Awesome

This repository:

Establishes a terse syntax for describing a broad range of CRC32 implementations.
Contains a code generator for turning terse descriptions into executable C code.
Contains benchmarking apparatus for CRC32 implementations, along with a range of benchmark results.
Presents some novel CRC32C implementations which are faster than the previous state of the art.
- Apple M1: 9.6% faster (77.55 -> 85.05 GB/s)
- Cascade Lake: 25% faster (25.32 -> 31.55 GB/s)
- Ice Lake: 56% faster (41.00 -> 63.98 GB/s)
- Sapphire Rapids: 19% faster (81.68 -> 97.30 GB/s)

Running make will generate and compile and benchmark a handful of different implementations. Alternatively, run make generate and then use ./generate to generate a particular implementation.

Terse syntax for describing CRC32 implementations

Step 1: Instruction set (-i)

Terse syntax	gcc equivalent	Example CPUs
`-i neon`	aarch64 `-march=armv8-a+crypto+crc`	Apple M1, GCP Tau T2A (Ampere Altra Arm)
`-i neon_eor3`	aarch64 `-march=armv8.2-a+crypto+sha3`	Apple M1
`-i sse`	x86_64 `-msse4.2 -mpclmul`	Any Intel or AMD CPU from the last 10 years
`-i avx512`	x86_64 `-mavx512f -mavx512vl`	Intel Skylake X and newer, AMD Zen 4
`-i avx512_vpclmulqdq`	x86_64 `-mavx512f -mavx512vl -mvpclmulqdq`	Intel Ice Lake and newer, AMD Zen 4

For CRC32, the key feature required of any instruction set is a vector carryless multiplication instruction, e.g. pclmulqdq on x86_64 or pmull on aarch64. Three-way exclusive-or is also useful, e.g. vpternlogq on x86_64 or eor3 on aarch64.

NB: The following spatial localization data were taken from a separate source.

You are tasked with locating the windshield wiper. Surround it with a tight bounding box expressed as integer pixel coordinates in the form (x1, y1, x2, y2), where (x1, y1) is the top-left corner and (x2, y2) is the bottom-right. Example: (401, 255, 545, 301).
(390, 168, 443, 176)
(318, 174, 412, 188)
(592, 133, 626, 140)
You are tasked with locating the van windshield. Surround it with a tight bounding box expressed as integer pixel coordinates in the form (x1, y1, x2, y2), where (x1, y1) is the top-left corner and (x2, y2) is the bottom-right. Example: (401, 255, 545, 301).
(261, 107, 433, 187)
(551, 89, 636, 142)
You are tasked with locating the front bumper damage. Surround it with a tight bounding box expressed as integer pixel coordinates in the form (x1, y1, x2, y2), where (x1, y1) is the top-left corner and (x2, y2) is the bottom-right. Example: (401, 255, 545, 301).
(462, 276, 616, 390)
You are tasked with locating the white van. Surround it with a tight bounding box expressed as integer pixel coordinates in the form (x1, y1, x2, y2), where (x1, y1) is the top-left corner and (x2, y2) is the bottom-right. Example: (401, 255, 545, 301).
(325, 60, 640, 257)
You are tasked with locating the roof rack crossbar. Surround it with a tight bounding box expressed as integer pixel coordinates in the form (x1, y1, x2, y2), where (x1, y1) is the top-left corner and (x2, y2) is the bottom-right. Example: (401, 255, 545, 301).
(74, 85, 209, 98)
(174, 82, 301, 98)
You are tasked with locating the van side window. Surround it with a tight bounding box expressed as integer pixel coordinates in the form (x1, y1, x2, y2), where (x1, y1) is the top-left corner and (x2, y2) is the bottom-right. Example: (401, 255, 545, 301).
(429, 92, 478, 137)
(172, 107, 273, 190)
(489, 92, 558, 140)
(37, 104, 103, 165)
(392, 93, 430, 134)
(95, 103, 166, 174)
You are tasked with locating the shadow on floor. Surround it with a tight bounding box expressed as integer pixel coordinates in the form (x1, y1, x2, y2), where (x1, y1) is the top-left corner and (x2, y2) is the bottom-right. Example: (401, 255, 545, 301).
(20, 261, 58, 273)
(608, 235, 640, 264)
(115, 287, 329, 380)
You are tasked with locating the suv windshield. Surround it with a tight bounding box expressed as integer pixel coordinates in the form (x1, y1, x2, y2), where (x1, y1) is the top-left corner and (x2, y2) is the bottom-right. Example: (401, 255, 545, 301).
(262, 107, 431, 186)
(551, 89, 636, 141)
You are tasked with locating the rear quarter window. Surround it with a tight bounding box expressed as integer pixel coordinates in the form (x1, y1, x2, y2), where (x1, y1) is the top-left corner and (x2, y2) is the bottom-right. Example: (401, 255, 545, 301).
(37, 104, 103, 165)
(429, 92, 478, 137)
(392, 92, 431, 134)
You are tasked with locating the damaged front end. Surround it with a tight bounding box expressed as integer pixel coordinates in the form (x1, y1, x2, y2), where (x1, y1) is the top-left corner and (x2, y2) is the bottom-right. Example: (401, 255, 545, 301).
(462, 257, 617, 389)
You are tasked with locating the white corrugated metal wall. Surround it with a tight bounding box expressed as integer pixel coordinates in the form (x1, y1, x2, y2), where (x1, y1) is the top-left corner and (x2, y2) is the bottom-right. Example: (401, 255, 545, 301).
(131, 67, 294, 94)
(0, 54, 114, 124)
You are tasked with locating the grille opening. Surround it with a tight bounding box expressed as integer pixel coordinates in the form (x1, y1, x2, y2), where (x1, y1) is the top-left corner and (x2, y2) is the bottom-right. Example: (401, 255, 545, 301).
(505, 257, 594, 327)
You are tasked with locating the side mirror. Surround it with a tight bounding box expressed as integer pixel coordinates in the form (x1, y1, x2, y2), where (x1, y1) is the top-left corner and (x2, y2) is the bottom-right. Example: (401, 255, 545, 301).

Step 2: Choice of polynomial (-p)

Terse syntax	Polynomial	Hardware acceleration	Example applications
`-p crc32`	0x04C11DB7	aarch64	Ethernet, SATA, zlib, png
`-p crc32c`	0x1EDC6F41	aarch64, x86_64	iSCSI, Btrfs, ext4
`-p crc32k`	0x741B8CD7	no
`-p crc32q`	0x814141AB	no	AIXM
`-p 0x87654321`	0x87654321	no	none

Most new applications should probably use -p crc32c. A large number of existing applications use -p crc32. If you really care about this, then you can also specify an arbitrary polynomial.

Some instruction sets contain scalar instructions for accelerating particular CRC32 polynomials. Notably, aarch64 has scalar acceleration for -p crc32 and -p crc32c, whereas x86_64 only has scalar acceleration for -p crc32c.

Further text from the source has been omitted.